After all, each of the three categories of DLSAM distinguished in the previous section – global partially synthetic, local partially synthetic, and totally synthetic – has traditional counterparts that do not involve DL.
In fact, it is not implausible that many DLSAM, from visual enhancement to face swapping, could be copied rather closely with more traditional methods, given enough time, skills and resources.
But one might wonder whether the difference between DLSAM and traditional media is merely one of performance and convenience, lowering the barrier to entry for the media creation; or whether there are additional differences that warrant giving a special status to DLSAM in the landscape of audiovisual media.

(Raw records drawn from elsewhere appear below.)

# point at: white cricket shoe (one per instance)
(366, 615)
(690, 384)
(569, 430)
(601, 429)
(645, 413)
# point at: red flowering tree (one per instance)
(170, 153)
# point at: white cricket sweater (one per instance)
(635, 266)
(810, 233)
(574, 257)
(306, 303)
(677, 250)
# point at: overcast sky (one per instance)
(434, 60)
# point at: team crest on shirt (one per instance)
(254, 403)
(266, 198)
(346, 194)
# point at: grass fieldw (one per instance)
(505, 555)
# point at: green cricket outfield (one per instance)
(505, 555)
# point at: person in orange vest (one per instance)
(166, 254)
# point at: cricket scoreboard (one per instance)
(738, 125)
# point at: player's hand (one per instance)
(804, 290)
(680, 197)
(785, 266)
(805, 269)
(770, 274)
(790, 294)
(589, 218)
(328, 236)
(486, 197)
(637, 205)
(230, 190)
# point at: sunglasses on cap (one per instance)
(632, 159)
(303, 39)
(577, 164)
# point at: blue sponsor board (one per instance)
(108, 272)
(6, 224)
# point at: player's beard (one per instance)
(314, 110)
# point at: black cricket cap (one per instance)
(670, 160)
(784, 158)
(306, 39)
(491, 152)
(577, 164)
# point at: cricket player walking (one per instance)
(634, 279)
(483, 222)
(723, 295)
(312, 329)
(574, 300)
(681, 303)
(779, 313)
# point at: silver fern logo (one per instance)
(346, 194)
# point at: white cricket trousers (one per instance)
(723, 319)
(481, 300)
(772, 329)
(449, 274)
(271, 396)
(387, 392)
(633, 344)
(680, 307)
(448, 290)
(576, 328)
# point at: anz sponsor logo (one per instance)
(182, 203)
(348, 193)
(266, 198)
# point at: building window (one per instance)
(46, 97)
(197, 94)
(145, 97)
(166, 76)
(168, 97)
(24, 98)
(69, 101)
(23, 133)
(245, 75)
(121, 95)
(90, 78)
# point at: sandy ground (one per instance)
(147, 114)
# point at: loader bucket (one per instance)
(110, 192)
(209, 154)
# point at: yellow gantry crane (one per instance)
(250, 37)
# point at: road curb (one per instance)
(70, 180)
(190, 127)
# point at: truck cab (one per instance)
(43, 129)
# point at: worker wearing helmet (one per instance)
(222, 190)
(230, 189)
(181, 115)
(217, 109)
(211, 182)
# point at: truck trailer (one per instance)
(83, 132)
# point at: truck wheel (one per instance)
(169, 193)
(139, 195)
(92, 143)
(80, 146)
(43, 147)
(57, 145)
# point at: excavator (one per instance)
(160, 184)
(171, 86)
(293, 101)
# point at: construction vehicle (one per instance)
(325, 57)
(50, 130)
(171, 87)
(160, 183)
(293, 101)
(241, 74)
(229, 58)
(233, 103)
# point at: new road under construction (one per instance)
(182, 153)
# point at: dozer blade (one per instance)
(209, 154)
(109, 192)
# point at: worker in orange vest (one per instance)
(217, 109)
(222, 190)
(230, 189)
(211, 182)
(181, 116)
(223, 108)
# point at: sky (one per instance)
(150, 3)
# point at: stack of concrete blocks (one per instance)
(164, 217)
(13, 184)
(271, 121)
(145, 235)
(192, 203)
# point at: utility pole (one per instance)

More specifically, the question is whether DLSAM simply make it easier, faster, and/or cheaper to produce audiovisual media that may have otherwise been produced through more traditional means; or whether they also enable the production of new forms of audiovisual media that challenge traditional categories.
On an epistemic reading, DLSAM may not threaten the taxonomy itself, but simply make it more difficult for media consumers to tell where a specific instance of DLSAM lies within that taxonomy.
The epistemic reading of the discontinuity claim is clearly correct if one insists on making all instances of DLSAM fit within the traditional taxonomy of audiovisual media.
For example, it is increasingly easy to mistake photorealistic GAN-generated images of human faces (in the category of totally synthetic media) for actual photographs of human faces (in the category of archival media).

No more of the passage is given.